Assaillie par son désir de plus en plus fort, Bethany le suivit jusque dans la cave, fondue dans son ombre, exaltée par son odeur de musc, transportée comme jamais ; en elle, des envies qu’elle n’avaient pas connues, celles, sans doute, qui faisaient peur à ses parents : l’appel de la chair, quand la jeune fille devient femme, autrement. Des gouttes d’eau perlaient de son entrecuisse, ce qu’elle ne comprit pas, pourtant cette sensation lui plaisait, si bien qu’elle pressait le pas à ses côtés. Comme il était bon de s’enivrer d’un tel bien-être ! Elle se sentait revivre, loin de ces premiers instants dans cette prison, loin de cette vie monotone, laborieuse, loin, enfin, de ces galimatias religieux qu’elle ne comprenait pas et qu’on lui assenait chaque jour avec ce sérieux dramatique, gravé sur des visages durs comme de la pierre !

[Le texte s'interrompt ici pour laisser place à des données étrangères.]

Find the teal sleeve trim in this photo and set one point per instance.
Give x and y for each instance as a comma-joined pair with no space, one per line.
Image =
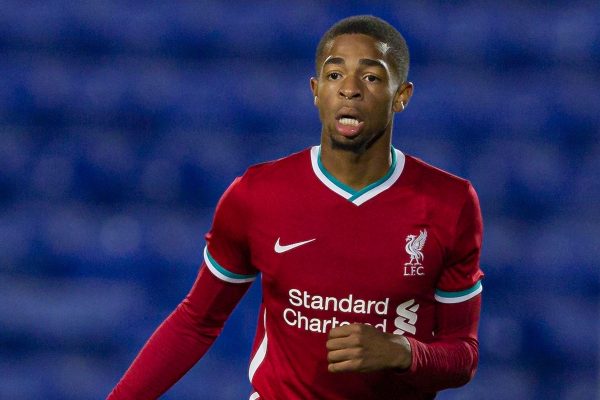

Quand ils arrivèrent à la cave, ils s’embrassèrent avec fougue, ne parlèrent qu’en pointillé ; leurs corps se confondirent un temps, debout, puis couchés contre la pierre rude, froide, du sol poussiéreux. Exaltée, Bethany offrit à Damian sa virginité, écartant les jambes, plongeant ses yeux dans les siens ; elle y voyait des flammes ondoyer, celles du désir, sentait son souffle de fleur sauvage quand il haletait au-dessus de son visage. Alors son membre avide et besogneux pénétra ses entrailles humides, aussitôt asséchées par la violence des à-coups : une déchirure si violente en son entrecuisse fit qu’elle perdit connaissance dans un voile de brume glacée, et d’odeurs délétères.

Lorsqu’elle se réveilla, elle crut apercevoir, dans les ombres floues de sa vision troublée, un visage démoniaque, avec deux cornes, et tout autour d’elle une assemblée de femmes immobiles et psalmodiantes, noyées dans de longues soutanes noires. L’homme bête sortit de son corps, son sexe immense couvert de sang, avant de s’adosser à un pilier, en la fixant de ses yeux noirs. Il la regarda longuement avec, aux lèvres, un rictus sardonique des plus effrayant. Puis, il se transforma en gargouille, devint pierre, figée à jamais. Et ce fut le silence.

Épilogue

Bethany quitta le couvent peu de temps après ce mauvais rêve, car jugée prête à se marier par la sororité. Bien qu’elle perdit le goût des hommes après cette aventure que personne ne prit au sérieux, elle se maria et trouva même quelques délices à s’accoupler avec cet homme qui la répugnait tant l’amour lui semblait doux, rassurant, avec ce monstre-ci. Elle lui donna trois beaux enfants qui firent sa joie et la sauvèrent un temps d’une mélancolie certaine. Or, parfois, certaines nuits, elle ressentait une pression oppressante sur sa poitrine. Elle suffoquait, ne parvenait ni à ouvrir ses yeux, ni à crier ; cela se produisit même lorsque son mari voyageait. Ses domestiques ne trouvèrent point motif à ses inquiétudes et elle passa pour folle. Elle mourut dans la fleur de l’âge, d’une maladie qu’aucun médecin n’identifia.